流亡貝殼提示您:看后求收藏(詩鼎小說網網m.gzstf.cn),接著再看更方便。
——是那一個消失的人格,在他不知道的時候,與薛樅有過什么無人得知的交集嗎?
“我其實想去問他,但是又擔心唐突,”孟南帆道,“小樅好像不喜歡摻和別人的事。而且我之前碰到他的時候……總覺得……”
路衡謙的理智將他想要出口的“少和薛樅接觸”壓下,他后來也發現自己大概在某些層面誤會了薛樅,但仍然抹不掉薛樅在他記憶里陰郁的印象,只好盡量客觀地回道:“他昏迷的時間比你還要久一些。”
言下之意,孟南帆“人格分裂”的時候,根本沒有可能見到薛樅。
孟南帆也是想到這一層,才忍住疑慮,沒有對旁人提起過。
“所以,也和薛樅無關吧?”孟南帆繼續說道,畢竟現在能理解這一切的,也只有路衡謙了,“也就是說,我曾經因為人格分裂產生了獨立人格,但他在我又一次不知原因的昏迷之后,就消失了嗎?”
“應該是這樣,”路衡謙思考了片刻,才道,“當時……當時你也沒有對其他人說起過,而且不肯去看醫生。”
他說話很少有這么吞吞吐吐的情況。可孟南帆忙著串聯這些記憶,也沒能察覺。
“那我也沒法去找心理醫生要記錄了。”孟南帆有些苦惱,“我不該是這么諱疾忌醫的人啊……看來他和我的性格不太一樣——對了,你見過他,他是什么樣的?”

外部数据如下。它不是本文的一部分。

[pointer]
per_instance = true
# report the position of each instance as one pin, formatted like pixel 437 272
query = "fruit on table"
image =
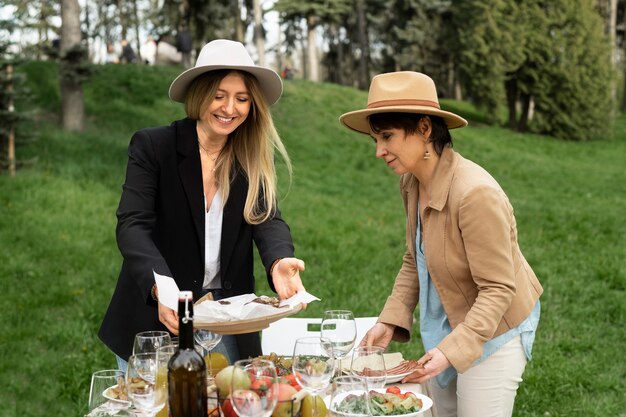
pixel 306 409
pixel 230 373
pixel 227 409
pixel 215 362
pixel 286 407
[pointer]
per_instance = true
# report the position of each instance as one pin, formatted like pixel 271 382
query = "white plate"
pixel 427 403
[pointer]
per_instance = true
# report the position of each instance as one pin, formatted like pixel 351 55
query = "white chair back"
pixel 280 337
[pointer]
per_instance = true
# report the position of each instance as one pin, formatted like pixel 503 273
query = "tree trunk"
pixel 623 107
pixel 259 36
pixel 614 45
pixel 511 101
pixel 121 11
pixel 363 72
pixel 239 32
pixel 334 58
pixel 526 100
pixel 72 106
pixel 137 23
pixel 11 109
pixel 313 67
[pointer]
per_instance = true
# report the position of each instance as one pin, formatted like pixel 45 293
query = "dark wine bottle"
pixel 187 372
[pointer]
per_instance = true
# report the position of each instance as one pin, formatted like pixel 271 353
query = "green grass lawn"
pixel 59 260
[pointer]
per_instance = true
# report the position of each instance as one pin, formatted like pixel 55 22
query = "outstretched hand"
pixel 433 363
pixel 286 277
pixel 379 335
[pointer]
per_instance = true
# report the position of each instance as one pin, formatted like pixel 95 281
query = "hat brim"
pixel 269 81
pixel 357 120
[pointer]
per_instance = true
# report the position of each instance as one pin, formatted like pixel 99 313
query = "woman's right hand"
pixel 379 335
pixel 169 318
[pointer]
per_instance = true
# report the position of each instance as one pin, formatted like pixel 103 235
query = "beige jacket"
pixel 470 241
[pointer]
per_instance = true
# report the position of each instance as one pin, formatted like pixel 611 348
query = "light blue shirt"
pixel 434 324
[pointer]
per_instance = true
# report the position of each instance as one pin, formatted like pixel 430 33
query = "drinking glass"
pixel 150 341
pixel 107 392
pixel 208 340
pixel 368 362
pixel 260 398
pixel 349 385
pixel 313 365
pixel 164 354
pixel 146 395
pixel 339 327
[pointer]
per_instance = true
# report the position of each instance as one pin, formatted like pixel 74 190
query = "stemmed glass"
pixel 339 327
pixel 313 365
pixel 260 398
pixel 107 393
pixel 141 374
pixel 368 362
pixel 208 340
pixel 150 341
pixel 349 385
pixel 164 354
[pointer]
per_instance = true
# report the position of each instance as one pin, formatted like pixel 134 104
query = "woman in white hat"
pixel 478 297
pixel 197 194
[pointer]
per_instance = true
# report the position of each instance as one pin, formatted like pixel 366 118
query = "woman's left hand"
pixel 434 362
pixel 286 277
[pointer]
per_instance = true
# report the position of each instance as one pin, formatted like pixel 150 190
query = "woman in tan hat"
pixel 197 194
pixel 478 297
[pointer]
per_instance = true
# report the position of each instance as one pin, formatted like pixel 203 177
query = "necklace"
pixel 209 154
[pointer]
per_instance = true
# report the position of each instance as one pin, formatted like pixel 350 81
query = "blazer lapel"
pixel 190 172
pixel 233 217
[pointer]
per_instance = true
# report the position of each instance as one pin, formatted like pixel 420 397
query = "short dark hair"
pixel 408 122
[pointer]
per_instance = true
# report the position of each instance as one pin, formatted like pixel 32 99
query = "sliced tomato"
pixel 261 386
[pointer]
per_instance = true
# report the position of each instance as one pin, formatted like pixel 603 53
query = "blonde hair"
pixel 251 146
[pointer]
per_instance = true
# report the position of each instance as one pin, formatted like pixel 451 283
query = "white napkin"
pixel 168 291
pixel 238 308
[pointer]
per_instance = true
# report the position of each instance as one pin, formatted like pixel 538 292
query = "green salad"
pixel 381 404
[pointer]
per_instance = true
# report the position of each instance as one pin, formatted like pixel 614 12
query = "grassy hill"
pixel 59 261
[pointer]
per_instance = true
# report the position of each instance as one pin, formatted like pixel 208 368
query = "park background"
pixel 544 105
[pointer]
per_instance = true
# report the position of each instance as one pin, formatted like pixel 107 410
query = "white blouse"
pixel 212 242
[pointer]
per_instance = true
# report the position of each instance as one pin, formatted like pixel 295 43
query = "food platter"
pixel 402 370
pixel 427 403
pixel 112 394
pixel 245 326
pixel 393 378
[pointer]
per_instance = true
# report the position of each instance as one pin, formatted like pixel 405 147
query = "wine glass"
pixel 208 340
pixel 349 386
pixel 107 392
pixel 164 353
pixel 150 341
pixel 146 395
pixel 260 398
pixel 368 362
pixel 313 365
pixel 339 327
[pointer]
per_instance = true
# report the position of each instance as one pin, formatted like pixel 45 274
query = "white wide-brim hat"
pixel 227 54
pixel 400 92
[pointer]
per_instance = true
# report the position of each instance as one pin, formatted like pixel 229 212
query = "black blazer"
pixel 161 227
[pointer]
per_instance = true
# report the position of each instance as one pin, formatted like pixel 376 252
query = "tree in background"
pixel 490 47
pixel 573 88
pixel 552 56
pixel 11 91
pixel 72 67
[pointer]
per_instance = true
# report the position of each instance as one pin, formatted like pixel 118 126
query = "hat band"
pixel 403 102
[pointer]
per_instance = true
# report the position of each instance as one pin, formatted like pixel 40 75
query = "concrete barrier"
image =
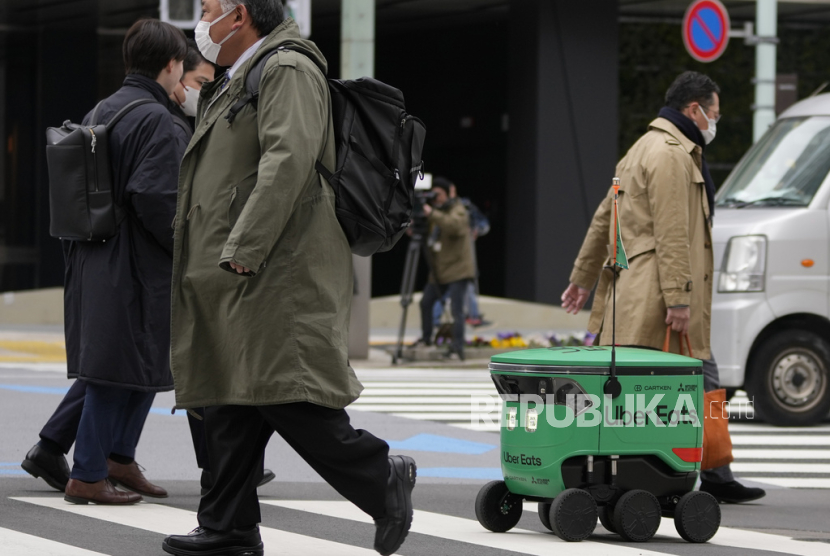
pixel 35 307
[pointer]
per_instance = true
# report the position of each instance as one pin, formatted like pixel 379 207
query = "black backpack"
pixel 378 149
pixel 81 203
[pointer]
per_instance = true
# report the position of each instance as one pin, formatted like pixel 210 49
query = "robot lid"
pixel 593 356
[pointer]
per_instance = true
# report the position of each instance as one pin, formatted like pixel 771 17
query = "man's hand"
pixel 678 318
pixel 574 298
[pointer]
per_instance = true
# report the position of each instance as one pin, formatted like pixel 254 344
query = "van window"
pixel 785 168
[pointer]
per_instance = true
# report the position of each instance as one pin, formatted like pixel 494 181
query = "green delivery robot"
pixel 591 432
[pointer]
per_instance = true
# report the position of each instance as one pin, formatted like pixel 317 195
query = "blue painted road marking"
pixel 34 389
pixel 481 473
pixel 441 444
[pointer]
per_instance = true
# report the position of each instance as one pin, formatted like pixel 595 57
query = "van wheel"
pixel 788 379
pixel 544 514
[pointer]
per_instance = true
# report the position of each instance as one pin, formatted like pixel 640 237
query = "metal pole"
pixel 766 17
pixel 357 59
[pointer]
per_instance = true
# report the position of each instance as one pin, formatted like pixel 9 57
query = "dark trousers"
pixel 197 434
pixel 354 462
pixel 434 292
pixel 62 426
pixel 111 421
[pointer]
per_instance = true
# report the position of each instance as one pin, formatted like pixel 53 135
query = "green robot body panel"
pixel 559 431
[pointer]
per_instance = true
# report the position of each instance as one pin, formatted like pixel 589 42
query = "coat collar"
pixel 147 84
pixel 664 125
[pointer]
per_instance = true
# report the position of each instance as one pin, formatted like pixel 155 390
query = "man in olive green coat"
pixel 262 286
pixel 666 203
pixel 450 257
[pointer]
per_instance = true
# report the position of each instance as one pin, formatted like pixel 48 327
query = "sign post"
pixel 706 30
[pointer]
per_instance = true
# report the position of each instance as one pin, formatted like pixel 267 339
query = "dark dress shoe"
pixel 207 542
pixel 129 476
pixel 732 492
pixel 50 467
pixel 391 530
pixel 102 492
pixel 206 481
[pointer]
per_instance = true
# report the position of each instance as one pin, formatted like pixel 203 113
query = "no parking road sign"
pixel 706 30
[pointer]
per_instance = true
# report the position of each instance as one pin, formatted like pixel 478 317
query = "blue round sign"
pixel 706 30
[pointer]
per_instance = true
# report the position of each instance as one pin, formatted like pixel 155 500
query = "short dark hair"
pixel 691 86
pixel 193 59
pixel 265 14
pixel 149 46
pixel 441 182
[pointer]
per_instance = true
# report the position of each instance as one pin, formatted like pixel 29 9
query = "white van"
pixel 771 306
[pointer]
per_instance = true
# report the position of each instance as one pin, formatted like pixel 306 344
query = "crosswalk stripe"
pixel 792 457
pixel 740 538
pixel 783 440
pixel 793 482
pixel 753 540
pixel 371 386
pixel 746 428
pixel 462 402
pixel 166 520
pixel 468 531
pixel 740 467
pixel 14 542
pixel 773 454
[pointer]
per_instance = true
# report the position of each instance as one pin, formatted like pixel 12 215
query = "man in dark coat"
pixel 117 292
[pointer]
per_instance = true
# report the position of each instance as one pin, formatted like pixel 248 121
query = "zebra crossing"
pixel 784 457
pixel 432 532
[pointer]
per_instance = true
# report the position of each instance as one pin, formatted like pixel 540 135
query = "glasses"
pixel 706 109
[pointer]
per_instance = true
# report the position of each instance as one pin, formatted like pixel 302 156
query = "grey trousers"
pixel 711 381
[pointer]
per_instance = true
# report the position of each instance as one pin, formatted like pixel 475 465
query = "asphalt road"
pixel 303 516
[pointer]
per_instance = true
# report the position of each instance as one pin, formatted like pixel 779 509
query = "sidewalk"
pixel 31 328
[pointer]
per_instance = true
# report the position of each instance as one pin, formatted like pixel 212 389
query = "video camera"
pixel 422 195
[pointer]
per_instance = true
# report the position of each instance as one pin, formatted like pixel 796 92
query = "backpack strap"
pixel 120 213
pixel 123 112
pixel 94 119
pixel 252 80
pixel 182 124
pixel 251 96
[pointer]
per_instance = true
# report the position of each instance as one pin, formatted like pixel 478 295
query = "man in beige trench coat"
pixel 262 286
pixel 666 206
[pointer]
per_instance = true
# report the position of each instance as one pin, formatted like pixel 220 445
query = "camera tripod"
pixel 410 273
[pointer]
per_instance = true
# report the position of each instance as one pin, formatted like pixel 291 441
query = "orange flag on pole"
pixel 620 259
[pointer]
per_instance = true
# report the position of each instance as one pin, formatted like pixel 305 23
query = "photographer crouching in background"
pixel 450 256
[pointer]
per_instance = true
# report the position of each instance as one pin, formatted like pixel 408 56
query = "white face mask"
pixel 191 101
pixel 208 48
pixel 709 133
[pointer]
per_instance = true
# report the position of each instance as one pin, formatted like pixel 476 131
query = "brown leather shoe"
pixel 102 492
pixel 130 477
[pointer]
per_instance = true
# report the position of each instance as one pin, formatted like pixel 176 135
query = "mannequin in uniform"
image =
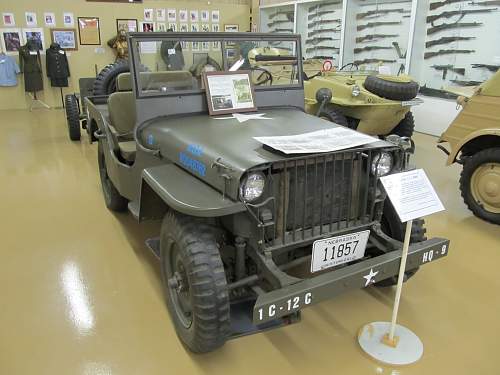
pixel 119 44
pixel 57 66
pixel 31 65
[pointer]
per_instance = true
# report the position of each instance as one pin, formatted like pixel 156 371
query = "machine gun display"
pixel 447 40
pixel 311 34
pixel 318 14
pixel 374 37
pixel 325 48
pixel 320 39
pixel 439 4
pixel 446 68
pixel 375 24
pixel 372 61
pixel 431 19
pixel 491 68
pixel 369 48
pixel 455 25
pixel 377 12
pixel 441 52
pixel 323 22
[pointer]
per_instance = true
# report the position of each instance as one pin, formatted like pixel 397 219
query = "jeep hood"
pixel 209 147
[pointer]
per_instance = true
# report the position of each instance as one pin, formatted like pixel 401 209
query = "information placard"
pixel 412 194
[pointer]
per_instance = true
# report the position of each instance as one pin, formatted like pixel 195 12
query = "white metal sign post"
pixel 412 196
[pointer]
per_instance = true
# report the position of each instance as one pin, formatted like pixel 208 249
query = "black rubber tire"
pixel 105 83
pixel 197 246
pixel 72 116
pixel 391 90
pixel 330 114
pixel 112 198
pixel 471 163
pixel 405 127
pixel 392 226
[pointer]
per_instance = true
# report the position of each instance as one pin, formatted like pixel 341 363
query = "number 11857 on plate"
pixel 333 251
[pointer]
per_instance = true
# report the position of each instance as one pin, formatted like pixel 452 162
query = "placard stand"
pixel 391 343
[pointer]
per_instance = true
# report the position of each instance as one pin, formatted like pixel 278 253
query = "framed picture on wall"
pixel 11 40
pixel 129 25
pixel 66 38
pixel 89 30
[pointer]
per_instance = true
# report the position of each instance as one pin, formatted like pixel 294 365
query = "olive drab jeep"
pixel 239 217
pixel 474 139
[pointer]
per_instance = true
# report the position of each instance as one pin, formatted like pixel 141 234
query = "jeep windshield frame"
pixel 151 104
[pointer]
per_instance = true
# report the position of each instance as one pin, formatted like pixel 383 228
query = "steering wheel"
pixel 354 65
pixel 264 77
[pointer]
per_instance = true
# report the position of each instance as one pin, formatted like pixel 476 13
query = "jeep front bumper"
pixel 292 298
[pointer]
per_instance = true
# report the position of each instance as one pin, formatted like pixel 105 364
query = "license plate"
pixel 333 251
pixel 409 103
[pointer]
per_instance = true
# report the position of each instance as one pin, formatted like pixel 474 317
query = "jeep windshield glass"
pixel 174 63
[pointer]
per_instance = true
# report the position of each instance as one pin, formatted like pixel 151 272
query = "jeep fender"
pixel 169 186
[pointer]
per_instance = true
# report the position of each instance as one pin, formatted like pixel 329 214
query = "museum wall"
pixel 82 62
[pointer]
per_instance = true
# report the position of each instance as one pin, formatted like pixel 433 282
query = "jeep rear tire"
pixel 405 127
pixel 112 198
pixel 480 184
pixel 393 227
pixel 194 282
pixel 391 90
pixel 72 116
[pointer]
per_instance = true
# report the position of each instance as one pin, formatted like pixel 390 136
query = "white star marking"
pixel 370 276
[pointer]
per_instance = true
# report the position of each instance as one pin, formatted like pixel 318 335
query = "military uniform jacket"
pixel 57 66
pixel 30 64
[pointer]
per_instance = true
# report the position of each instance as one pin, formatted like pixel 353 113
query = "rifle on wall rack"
pixel 456 25
pixel 431 19
pixel 375 24
pixel 446 68
pixel 318 14
pixel 441 52
pixel 439 4
pixel 322 22
pixel 374 37
pixel 369 48
pixel 447 40
pixel 491 68
pixel 377 12
pixel 372 61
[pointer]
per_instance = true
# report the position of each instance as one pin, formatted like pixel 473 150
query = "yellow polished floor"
pixel 81 294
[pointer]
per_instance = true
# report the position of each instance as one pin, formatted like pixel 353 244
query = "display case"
pixel 377 34
pixel 454 44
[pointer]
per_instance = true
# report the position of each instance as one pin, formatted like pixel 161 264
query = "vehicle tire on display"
pixel 405 127
pixel 112 198
pixel 480 184
pixel 330 114
pixel 72 116
pixel 392 90
pixel 393 227
pixel 194 282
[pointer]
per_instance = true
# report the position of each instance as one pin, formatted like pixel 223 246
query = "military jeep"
pixel 240 219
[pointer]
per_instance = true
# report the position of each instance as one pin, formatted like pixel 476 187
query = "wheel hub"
pixel 485 186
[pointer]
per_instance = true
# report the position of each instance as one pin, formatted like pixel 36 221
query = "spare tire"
pixel 392 90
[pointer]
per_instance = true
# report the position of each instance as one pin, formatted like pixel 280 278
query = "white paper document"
pixel 412 194
pixel 326 140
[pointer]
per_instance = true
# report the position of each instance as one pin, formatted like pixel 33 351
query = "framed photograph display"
pixel 129 25
pixel 89 30
pixel 11 40
pixel 35 34
pixel 229 92
pixel 66 38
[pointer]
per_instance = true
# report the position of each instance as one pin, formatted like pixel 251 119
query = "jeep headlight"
pixel 252 186
pixel 382 164
pixel 355 90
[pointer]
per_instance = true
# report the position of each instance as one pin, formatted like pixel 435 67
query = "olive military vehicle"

“他,”路衡謙似乎苦于怎么將“那個人格”的個性歸納,想了許久,只能答道,“和你差別很大。”
“你這說了等于沒說,”孟南帆又想到什么,“不過,既然其他人都沒察覺,你怎么會知道我人格分裂的事?你看出來了?”
“是他,”路衡謙沉默了幾秒,才答道,“他親口告訴我的。”
“這么說,他和你的關系也很不錯。”孟南帆笑了笑。
不錯嗎?
路衡謙不知道,他只能點了點頭。
“還有一件事,”孟南帆遲疑了許久,才將最為困擾他的疑慮說出了口,“可能他也沒和你說過……他是不是,喜歡男人?”
路衡謙一瞬間幾乎以為他知道了什么,卻聽孟南帆又繼續道:“哎,可能也不是他的原因,就是……我發現自己好像喜歡男人了。”
路衡謙的臉色變了。
孟南帆見他神色,不滿道:“怎么,你還有偏見?”
白瓷杯里的紅茶已經涼了,路衡謙掩飾性地喝了一口,被那劣質的苦味刺激得舌根都跟著苦澀了起來:“沒有。”
“還沒有?”孟南帆干脆給他再倒了一杯
,“太不夠兄弟了吧,這事能把你刺激得灌酒?行,要喝就多喝點。”
路衡謙竟然真的給自己又灌了一杯。
“阿衡,你還真這么古板?”孟南帆反倒奇了,又笑道,“怎么,要割袍斷義了?”
路衡謙只是話不多,但從來沒有說不出話的情況。
可這種窘境,他現在就遇上了。
他的記憶里也有一個人,或許只是一道聲音,但它消失了,所有的一切就該被塵封起來。